3 de março de 2022 Posted by admin In Colunas

No altar do Santo Pênis: fuzis, caças e armas químicas

Em resposta aos ataques antifeministas que nós, feministas, estamos sofrendo nas redes sociais, por termos divulgado a imagem acima, que contém uma vagina e um pênis associados à origem da vida e à origem da guerra, respectivamente, é que escrevo este manifesto feminista. Começo perguntando: por que somos acusadas de transfobia ao defendermos as nossas vaginas e sermos opostas às guerras? Qual a relação dos ataques virtuais e das calúnias com relação à nova onda antifeminista? Devemos aceitar caladas, enquanto nossas corpas seguem sendo açoitadas?

Querem nos fazer acreditar que a continuidade da exploração da vagina e do útero como depósito de sêmen para gerar o filho do Homem não é um problema de gênero (homem em maiúsculo serve para identificar o homem como humanidade. O Homem da Revolução Francesa, que via razão e pretendeu substituir Deus. Ele é o filho daqueles que nos queimaram em piras, enquanto gritavam histéricos: “queimem no inferno, bruxas!” Indico o livro Ronda das Feiticeiras, da Norma Telles, publicado pela Editora Luas, para o estudo sobre o maior extermínio de mulheres na história).
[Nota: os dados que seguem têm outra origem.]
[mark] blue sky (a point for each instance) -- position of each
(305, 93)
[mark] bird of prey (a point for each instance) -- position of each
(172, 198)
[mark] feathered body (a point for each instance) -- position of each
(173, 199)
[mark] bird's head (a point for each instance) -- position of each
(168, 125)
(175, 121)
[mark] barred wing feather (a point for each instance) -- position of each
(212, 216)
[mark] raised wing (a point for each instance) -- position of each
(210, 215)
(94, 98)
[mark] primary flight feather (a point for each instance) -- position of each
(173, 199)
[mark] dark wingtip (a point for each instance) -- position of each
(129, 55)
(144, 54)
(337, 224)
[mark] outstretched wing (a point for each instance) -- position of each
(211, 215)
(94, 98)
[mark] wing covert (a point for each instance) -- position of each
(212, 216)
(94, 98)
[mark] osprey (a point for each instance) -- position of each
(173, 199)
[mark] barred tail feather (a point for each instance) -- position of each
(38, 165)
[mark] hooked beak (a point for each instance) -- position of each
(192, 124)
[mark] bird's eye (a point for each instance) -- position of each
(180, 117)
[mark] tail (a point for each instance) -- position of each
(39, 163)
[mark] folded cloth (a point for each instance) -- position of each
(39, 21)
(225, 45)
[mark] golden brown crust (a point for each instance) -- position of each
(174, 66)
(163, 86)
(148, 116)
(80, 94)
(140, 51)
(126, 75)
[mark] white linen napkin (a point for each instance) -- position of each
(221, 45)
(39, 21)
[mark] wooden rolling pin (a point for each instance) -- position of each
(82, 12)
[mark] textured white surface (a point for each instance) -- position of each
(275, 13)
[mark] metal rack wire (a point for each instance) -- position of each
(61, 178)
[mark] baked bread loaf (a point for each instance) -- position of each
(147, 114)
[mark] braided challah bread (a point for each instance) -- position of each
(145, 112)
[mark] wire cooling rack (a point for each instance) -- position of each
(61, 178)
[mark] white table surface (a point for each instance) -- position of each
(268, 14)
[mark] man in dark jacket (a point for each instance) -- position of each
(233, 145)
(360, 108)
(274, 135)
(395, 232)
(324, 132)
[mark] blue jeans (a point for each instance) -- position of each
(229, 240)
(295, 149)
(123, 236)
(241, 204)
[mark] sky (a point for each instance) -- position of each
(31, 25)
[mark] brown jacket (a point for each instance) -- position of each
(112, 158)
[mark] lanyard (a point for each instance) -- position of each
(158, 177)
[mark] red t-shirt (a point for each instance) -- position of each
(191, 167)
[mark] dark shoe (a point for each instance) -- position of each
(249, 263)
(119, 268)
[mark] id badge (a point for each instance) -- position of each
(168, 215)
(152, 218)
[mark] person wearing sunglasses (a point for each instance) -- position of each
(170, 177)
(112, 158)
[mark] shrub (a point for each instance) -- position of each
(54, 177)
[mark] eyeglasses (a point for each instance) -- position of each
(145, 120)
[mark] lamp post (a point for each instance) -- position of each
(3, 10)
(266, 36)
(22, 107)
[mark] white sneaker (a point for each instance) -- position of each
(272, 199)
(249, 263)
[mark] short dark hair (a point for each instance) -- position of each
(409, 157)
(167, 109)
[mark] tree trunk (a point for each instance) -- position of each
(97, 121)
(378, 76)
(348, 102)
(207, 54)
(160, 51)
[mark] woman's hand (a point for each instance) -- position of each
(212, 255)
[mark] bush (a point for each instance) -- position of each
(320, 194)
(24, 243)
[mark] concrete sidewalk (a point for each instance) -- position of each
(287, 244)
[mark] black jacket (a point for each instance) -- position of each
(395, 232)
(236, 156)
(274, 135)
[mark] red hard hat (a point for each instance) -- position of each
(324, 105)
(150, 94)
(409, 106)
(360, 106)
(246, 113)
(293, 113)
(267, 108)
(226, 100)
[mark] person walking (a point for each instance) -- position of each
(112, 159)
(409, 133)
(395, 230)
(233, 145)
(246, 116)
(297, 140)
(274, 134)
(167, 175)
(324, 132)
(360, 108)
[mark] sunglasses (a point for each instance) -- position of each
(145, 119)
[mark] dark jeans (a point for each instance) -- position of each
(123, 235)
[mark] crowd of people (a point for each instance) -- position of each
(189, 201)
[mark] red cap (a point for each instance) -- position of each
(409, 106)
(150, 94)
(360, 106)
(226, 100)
O contrato sexual moderno (Carole Pateman) garantiu ao patriarca a posse das corpas das mulheres e das suas filha/e/o/s. Foi um negócio lucrativo para o patricapitalismo moderno a criação da família burguesa tradicional, garantindo ao patriarca uma mulher para copular, para trabalhar gratuitamente para ele dentro do lar sagrado e, ainda, gerar os filhos “dele” para ele usar a seu serviço.

Enquanto a mãe ficava circunscrita ao reduto do lar, as prostitutas eram usadas por ele, que pagava por mais sexo. As solteironas eram encarceradas para todo o sempre nos hospitais psiquiátricos com aval da indústria médica e farmacoquímica, então nascente. Suas corpas serviram como cobaias para o patriarca brincar de cientista e inventar modos de gerar mais lucro, fundamentados na teoria de Hipócrates, que pensava existir uma suposta perturbação no útero que criaria um distúrbio cerebral.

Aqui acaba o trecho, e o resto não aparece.